Spinophallus falciphallus (Gosliner, 2011)

ハナイロキセワタ Spinophallus falciphallus

Location
Agung, Tulamben, Pulau Bali, Indonesia
Date
2018/01/12
Length
30mm
Depth
16.0m
Water temperature
28.0℃

Description

A small head-shield slug 9–25 mm long and 5–12 mm wide. The general body colour of living animals is light pinkish to wine red, with darker red to maroon pigment on the anterior portion of the head, along the parapodial margins, and at the base of the posterior projection of the posterior shield. The entire dorsal and lateral surfaces are ornamented with scattered irregular yellow spots and a few whitish patches. Marshall Islands specimens are paler with dorsal and lateral whitish pigment and a few maroon spots. The ventral surface (Philippine specimens) is pale pink to wine red with a midventral longitudinal maroon line and two additional lateral lines that may be interrupted as maroon spots. The foot bears a few large yellow spots.
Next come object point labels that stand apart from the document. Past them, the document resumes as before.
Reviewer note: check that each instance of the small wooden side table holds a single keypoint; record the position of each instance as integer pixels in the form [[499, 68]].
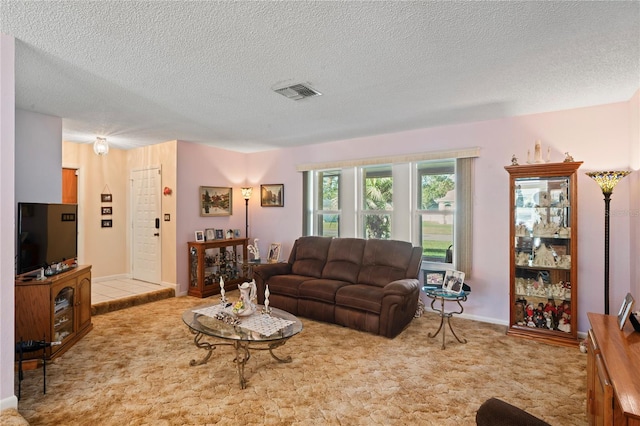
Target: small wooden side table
[[442, 296]]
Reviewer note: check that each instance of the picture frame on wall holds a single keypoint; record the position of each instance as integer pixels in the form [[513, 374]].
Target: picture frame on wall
[[625, 310], [274, 253], [215, 201], [272, 195]]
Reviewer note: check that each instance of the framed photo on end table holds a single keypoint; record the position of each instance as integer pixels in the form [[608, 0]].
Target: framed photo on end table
[[274, 253]]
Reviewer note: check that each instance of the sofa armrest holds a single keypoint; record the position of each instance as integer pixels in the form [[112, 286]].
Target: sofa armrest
[[262, 274], [402, 287]]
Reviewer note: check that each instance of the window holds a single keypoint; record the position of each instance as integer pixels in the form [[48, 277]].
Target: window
[[377, 202], [327, 203], [436, 208], [423, 198]]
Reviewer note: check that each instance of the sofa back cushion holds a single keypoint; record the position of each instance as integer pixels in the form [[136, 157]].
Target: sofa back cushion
[[308, 256], [344, 259], [388, 260]]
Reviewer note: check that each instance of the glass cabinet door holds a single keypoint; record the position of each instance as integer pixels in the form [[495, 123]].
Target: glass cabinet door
[[543, 281], [63, 314]]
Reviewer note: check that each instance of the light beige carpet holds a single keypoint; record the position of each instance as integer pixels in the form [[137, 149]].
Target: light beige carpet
[[133, 369]]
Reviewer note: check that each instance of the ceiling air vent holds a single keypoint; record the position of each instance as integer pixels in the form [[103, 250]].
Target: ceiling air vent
[[297, 92]]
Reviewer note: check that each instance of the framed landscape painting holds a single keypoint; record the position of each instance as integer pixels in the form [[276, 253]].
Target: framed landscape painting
[[215, 201], [272, 195]]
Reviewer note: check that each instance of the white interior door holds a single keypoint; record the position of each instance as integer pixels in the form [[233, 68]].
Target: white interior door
[[146, 209]]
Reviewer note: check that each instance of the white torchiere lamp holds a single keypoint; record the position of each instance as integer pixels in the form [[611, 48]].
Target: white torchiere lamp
[[607, 181], [246, 194], [101, 146]]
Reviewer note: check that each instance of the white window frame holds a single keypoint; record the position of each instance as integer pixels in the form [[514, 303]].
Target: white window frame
[[404, 201]]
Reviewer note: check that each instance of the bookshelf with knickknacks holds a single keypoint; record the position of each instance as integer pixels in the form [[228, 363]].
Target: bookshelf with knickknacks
[[544, 251]]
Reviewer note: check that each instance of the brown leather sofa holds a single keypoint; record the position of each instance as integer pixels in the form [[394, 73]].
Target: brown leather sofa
[[367, 285]]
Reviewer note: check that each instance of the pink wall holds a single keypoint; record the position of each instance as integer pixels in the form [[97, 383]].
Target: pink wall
[[602, 137], [599, 136], [200, 165]]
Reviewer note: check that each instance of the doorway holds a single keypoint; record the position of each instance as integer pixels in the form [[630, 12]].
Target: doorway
[[146, 263]]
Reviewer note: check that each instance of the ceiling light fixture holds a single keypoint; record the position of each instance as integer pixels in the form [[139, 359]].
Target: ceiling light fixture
[[101, 146]]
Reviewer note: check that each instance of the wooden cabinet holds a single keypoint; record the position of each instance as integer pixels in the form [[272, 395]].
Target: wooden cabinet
[[613, 363], [211, 260], [544, 252], [56, 309]]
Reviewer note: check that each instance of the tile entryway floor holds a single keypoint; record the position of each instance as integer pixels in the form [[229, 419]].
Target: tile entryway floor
[[107, 291]]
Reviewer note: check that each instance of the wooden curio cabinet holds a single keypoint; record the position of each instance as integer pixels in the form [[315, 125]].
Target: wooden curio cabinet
[[543, 281], [56, 309], [211, 260]]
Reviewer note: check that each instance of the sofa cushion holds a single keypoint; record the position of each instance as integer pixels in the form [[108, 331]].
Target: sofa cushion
[[385, 261], [344, 259], [362, 297], [309, 255], [321, 290], [287, 285]]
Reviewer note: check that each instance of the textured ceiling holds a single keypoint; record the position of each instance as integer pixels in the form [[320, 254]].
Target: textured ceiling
[[141, 73]]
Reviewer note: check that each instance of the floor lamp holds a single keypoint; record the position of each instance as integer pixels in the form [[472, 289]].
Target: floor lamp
[[607, 181], [246, 194]]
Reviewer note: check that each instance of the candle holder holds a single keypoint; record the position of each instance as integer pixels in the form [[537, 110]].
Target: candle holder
[[223, 299], [607, 180], [266, 310]]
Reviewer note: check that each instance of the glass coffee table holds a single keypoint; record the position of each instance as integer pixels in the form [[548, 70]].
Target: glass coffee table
[[258, 331]]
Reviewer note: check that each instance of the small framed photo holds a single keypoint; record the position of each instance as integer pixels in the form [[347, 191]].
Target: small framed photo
[[274, 253], [215, 201], [453, 281], [272, 195], [625, 310]]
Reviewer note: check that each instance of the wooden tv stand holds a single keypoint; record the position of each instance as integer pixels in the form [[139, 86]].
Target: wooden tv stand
[[613, 390], [57, 308]]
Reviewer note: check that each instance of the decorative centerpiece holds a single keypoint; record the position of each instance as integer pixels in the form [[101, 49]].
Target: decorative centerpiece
[[245, 306]]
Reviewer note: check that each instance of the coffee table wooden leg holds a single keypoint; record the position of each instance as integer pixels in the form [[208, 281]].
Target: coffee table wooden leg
[[203, 345], [242, 356]]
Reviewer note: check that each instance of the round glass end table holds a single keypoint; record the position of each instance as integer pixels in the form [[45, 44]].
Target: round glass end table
[[442, 296]]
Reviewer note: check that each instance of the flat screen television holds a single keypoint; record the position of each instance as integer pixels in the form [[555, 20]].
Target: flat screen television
[[47, 234]]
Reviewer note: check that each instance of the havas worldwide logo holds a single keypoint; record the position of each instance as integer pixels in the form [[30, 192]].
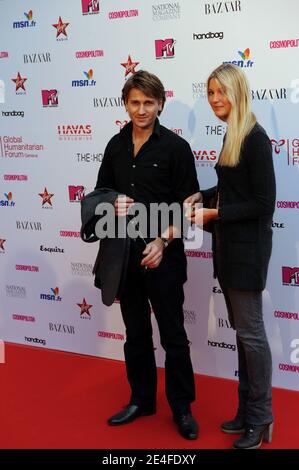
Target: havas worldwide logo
[[74, 132], [53, 296], [88, 81], [46, 197], [7, 202], [19, 81], [245, 62], [61, 30], [50, 98], [90, 7], [28, 23], [85, 307]]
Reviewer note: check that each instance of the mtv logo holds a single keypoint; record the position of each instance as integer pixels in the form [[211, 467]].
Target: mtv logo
[[76, 193], [164, 48], [50, 97], [290, 276], [90, 6]]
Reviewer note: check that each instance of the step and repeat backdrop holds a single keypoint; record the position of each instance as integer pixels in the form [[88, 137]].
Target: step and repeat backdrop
[[62, 67]]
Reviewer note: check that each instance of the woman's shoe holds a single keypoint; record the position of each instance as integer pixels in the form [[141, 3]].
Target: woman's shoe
[[254, 436], [235, 426]]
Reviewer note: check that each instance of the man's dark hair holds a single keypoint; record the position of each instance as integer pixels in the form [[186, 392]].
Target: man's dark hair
[[146, 82]]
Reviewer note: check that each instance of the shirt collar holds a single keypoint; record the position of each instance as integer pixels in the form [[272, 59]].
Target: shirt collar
[[126, 132]]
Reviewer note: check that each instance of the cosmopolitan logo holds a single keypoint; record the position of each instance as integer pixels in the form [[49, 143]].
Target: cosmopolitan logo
[[287, 204], [69, 234], [37, 58], [112, 15], [87, 54], [89, 157], [28, 225], [81, 269], [76, 193], [15, 177], [269, 94], [13, 113], [199, 90], [26, 267], [215, 130], [108, 102], [90, 7], [14, 147], [75, 132], [290, 276], [288, 148], [164, 48], [197, 36], [199, 254], [51, 250], [50, 98], [166, 11], [61, 328], [18, 292], [284, 43], [222, 7], [17, 316], [28, 23], [222, 345], [109, 335], [286, 315], [190, 317], [35, 340]]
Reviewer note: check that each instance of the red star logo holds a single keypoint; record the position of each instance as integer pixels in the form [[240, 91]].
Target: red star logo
[[129, 66], [19, 81], [60, 27], [46, 197], [84, 307]]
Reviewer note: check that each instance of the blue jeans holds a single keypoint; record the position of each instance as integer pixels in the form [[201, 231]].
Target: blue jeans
[[254, 355]]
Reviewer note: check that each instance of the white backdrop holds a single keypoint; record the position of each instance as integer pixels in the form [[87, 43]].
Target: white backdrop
[[62, 67]]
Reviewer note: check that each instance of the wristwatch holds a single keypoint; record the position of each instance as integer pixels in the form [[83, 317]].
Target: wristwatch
[[165, 242]]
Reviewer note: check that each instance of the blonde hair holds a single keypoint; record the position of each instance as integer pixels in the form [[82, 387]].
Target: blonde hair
[[241, 119]]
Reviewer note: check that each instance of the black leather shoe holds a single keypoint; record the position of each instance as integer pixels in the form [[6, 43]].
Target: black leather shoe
[[188, 427], [253, 436], [128, 414], [235, 426]]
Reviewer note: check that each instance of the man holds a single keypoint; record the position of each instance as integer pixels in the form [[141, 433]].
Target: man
[[150, 164]]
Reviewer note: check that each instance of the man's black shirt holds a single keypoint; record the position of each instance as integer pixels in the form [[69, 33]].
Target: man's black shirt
[[162, 171]]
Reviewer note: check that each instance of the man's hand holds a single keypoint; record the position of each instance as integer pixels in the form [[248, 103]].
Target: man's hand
[[202, 216], [153, 254], [122, 205]]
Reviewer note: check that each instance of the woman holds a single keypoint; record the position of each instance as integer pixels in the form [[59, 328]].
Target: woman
[[239, 210]]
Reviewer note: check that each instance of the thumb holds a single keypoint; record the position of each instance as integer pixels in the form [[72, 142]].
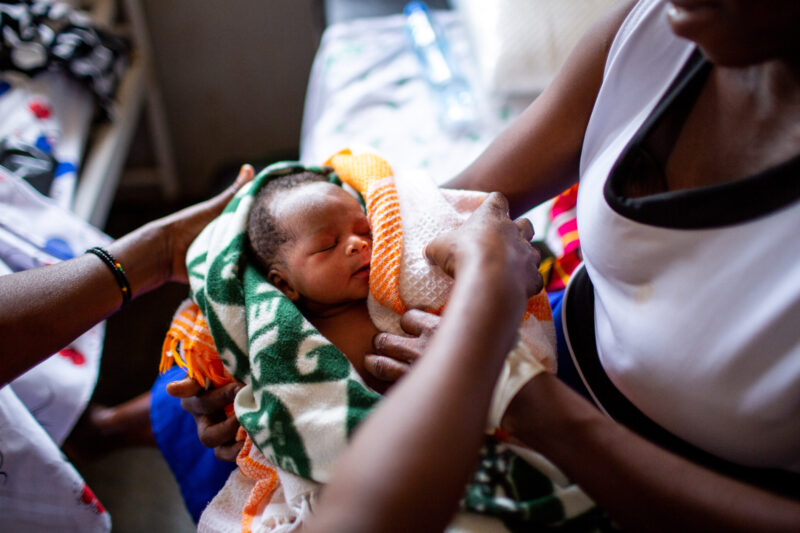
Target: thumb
[[183, 388], [246, 175]]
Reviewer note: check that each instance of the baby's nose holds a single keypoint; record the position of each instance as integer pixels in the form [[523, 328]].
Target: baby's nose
[[356, 244]]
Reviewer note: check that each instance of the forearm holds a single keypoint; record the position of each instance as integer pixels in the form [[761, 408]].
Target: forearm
[[642, 486], [43, 309], [538, 156], [408, 464]]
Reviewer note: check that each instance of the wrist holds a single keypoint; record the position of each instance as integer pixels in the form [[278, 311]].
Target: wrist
[[143, 255]]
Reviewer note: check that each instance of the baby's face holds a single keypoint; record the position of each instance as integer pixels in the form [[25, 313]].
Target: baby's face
[[328, 256]]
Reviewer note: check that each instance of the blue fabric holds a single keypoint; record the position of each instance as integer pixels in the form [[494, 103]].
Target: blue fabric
[[566, 367], [198, 472]]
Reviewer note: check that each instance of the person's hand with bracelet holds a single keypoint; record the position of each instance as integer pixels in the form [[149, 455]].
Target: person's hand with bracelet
[[43, 309]]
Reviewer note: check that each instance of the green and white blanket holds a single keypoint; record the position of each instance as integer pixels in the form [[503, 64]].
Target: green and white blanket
[[303, 399]]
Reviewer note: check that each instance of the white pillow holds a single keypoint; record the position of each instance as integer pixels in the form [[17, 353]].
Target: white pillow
[[520, 44]]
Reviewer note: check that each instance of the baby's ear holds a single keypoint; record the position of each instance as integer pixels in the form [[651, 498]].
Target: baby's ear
[[277, 277]]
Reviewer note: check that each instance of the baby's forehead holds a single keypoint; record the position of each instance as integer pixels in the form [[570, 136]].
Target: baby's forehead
[[317, 194]]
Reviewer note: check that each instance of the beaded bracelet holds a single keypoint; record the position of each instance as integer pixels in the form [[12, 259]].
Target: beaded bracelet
[[117, 270]]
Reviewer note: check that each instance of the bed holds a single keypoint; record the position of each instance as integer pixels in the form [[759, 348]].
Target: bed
[[367, 88]]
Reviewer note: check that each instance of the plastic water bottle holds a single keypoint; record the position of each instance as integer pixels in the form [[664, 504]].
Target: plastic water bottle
[[457, 111]]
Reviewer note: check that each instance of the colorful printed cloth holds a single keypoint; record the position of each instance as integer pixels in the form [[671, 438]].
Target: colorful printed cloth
[[40, 491], [302, 398], [39, 35]]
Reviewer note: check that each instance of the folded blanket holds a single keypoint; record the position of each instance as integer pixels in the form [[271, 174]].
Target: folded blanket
[[303, 399]]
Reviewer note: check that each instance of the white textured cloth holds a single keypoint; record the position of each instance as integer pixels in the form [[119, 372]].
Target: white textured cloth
[[40, 491], [521, 44]]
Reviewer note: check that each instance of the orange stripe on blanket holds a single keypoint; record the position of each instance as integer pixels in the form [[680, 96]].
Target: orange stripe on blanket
[[189, 344], [266, 479], [359, 171], [383, 208], [366, 173], [539, 307]]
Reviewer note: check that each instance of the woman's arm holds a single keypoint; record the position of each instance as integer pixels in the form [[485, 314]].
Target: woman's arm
[[408, 464], [537, 156], [643, 487], [43, 309]]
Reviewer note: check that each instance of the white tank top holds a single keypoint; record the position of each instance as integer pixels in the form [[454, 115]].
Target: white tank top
[[697, 293]]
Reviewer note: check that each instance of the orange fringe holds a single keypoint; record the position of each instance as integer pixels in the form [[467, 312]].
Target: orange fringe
[[266, 479], [189, 344]]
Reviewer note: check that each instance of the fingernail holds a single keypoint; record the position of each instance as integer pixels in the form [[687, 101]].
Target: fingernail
[[426, 257]]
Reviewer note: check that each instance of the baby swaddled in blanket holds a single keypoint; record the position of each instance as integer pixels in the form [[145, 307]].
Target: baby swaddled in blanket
[[281, 280]]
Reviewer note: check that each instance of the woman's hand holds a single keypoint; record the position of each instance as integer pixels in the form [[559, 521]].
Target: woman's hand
[[496, 246], [156, 253], [488, 232], [214, 429]]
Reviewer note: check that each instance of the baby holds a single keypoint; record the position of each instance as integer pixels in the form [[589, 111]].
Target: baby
[[313, 242]]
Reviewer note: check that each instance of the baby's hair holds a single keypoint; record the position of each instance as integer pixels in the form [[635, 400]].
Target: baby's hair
[[265, 234]]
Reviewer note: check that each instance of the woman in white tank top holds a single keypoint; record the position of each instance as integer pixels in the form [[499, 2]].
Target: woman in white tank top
[[682, 121]]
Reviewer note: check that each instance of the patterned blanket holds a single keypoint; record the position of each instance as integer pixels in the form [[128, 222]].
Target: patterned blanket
[[302, 398]]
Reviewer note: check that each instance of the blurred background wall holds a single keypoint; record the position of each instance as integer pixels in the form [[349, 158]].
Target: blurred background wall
[[233, 76]]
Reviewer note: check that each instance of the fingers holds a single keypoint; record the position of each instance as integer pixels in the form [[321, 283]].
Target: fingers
[[183, 388], [404, 349], [213, 433], [415, 322], [496, 203], [211, 402], [218, 203], [385, 368], [525, 228]]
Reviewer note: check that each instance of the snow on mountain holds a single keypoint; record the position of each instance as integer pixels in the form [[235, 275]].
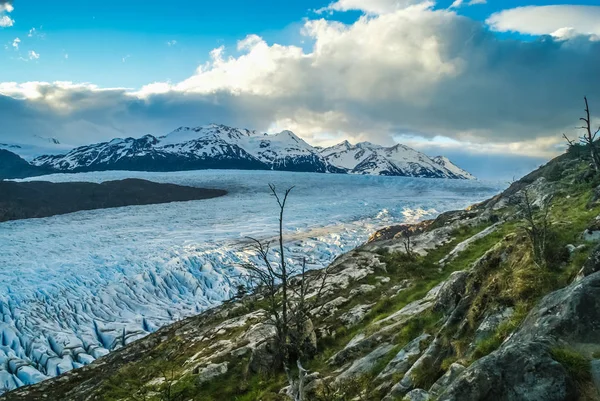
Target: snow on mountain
[[221, 147], [398, 160], [446, 163], [33, 146]]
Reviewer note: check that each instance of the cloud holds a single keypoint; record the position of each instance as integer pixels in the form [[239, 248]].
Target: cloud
[[548, 20], [6, 7], [460, 3], [374, 7], [415, 72]]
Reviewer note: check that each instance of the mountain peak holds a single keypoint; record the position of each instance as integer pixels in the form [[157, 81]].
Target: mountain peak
[[220, 146]]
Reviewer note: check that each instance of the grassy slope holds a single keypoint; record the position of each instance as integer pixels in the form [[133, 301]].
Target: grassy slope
[[507, 277]]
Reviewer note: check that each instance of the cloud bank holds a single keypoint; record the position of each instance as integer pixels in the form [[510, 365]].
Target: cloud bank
[[402, 70]]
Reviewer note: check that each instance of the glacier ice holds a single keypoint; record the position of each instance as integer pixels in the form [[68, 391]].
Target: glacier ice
[[77, 286]]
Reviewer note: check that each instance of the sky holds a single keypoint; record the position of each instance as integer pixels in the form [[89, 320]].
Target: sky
[[491, 84]]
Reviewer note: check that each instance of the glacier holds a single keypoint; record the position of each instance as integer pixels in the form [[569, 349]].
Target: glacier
[[76, 287]]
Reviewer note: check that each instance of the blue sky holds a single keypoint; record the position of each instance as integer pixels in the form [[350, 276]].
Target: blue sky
[[97, 36], [491, 83]]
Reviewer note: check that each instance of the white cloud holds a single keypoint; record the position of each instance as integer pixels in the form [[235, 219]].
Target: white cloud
[[6, 7], [6, 21], [375, 7], [414, 71], [548, 20], [460, 3]]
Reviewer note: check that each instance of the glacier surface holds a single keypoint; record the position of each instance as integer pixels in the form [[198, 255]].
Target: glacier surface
[[77, 286]]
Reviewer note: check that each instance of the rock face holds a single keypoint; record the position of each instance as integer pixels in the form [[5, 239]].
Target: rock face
[[523, 368]]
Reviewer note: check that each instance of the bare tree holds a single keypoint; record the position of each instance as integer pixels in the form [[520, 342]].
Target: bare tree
[[589, 136], [293, 295], [407, 235], [537, 225]]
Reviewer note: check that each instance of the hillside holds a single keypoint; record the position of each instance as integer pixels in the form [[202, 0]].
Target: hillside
[[221, 147], [24, 200], [13, 166], [471, 314]]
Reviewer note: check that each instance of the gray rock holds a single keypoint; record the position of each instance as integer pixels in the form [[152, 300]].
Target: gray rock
[[417, 395], [365, 364], [355, 315], [405, 358], [522, 369], [491, 322], [210, 372], [264, 358], [516, 372], [430, 360], [443, 382], [451, 292], [362, 289], [591, 265]]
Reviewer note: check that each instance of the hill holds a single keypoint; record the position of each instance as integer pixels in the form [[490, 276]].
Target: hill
[[24, 200], [471, 313]]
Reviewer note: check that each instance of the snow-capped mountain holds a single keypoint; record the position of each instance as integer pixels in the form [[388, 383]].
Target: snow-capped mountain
[[398, 160], [221, 147], [444, 161], [30, 147]]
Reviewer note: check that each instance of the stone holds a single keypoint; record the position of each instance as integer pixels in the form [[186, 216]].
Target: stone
[[365, 364], [417, 395], [355, 315], [465, 244], [591, 265], [523, 369], [210, 372], [516, 372], [404, 358], [443, 382], [491, 322], [451, 292], [431, 358], [362, 289]]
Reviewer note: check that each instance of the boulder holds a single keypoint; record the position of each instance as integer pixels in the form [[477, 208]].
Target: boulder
[[405, 358], [523, 369], [443, 382], [365, 364], [417, 395], [516, 372], [430, 361], [451, 292], [591, 265], [210, 372], [355, 315]]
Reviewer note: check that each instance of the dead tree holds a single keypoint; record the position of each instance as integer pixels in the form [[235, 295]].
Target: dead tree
[[407, 235], [536, 225], [589, 136], [293, 295]]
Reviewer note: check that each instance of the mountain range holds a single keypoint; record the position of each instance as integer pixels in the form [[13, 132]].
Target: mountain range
[[221, 147]]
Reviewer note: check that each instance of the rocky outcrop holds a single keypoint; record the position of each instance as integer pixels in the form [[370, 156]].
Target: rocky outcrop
[[523, 368]]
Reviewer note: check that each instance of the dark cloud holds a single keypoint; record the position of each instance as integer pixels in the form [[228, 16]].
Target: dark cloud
[[430, 73]]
The cephalic shield is roughly rectangular with a blunt quadrangular anterior end, terminating posteriorly with a short rounded papilla. The posterior shield is slightly rounded anteriorly and ends in a medial, elongate conical posterior projection that is well-elevated from the base of the shield. Its two lateral posterior lobes are short and simply rounded. The penis is armed: large penial spines are scattered over the surface of the penial papilla, and a large curved, sickle-shaped chitinous spine extends from the right base of the papilla. This is the only species of the Philinopsis group with an armed penis.

Distribution

Widely distributed in the tropical Indo-Pacific. Recorded from the Marshall Islands, the Philippines (Mainit Bubbles, Batangas Province, Luzon), Indonesia, Madagascar, and the Red Sea. Type locality: Mainit Bubbles, Mabini, Batangas Province, Luzon, Philippines (12 m). Found on coral rubble at 5–15 m depth, depositing egg masses at the base of Halimeda plants. A Red Sea specimen has been observed feeding on polyclad flatworms.

Etymology

The name "falciphallus" combines Latin falcis ("sickle") and Greek phallos ("penis"), referring to the sickle-shaped chitinous spine of the penis.

Remarks

Originally described as Philinopsis falciphallus, the species was transferred to a new genus Spinophallus by Zamora-a 2017 revision of Aglajidae based on molecular phylogenetic analysis, becoming the type species of the genus. Originally described in Gosliner T. 2011 Zootaxa 2751: 1-24.

References

Featured in this book

Terrence Gosliner, Ángel Valdés and David Behrens. (2018). Nudibranch and Sea Slug Identification Indo-Pacific 2nd Edition. New World Pubns Inc. cover

Terrence Gosliner, Ángel Valdés and David Behrens. (2018). Nudibranch and Sea Slug Identification Indo-Pacific 2nd Edition. New World Pubns Inc.

New World Publications

This species, Spinophallus falciphallus, is included in the book.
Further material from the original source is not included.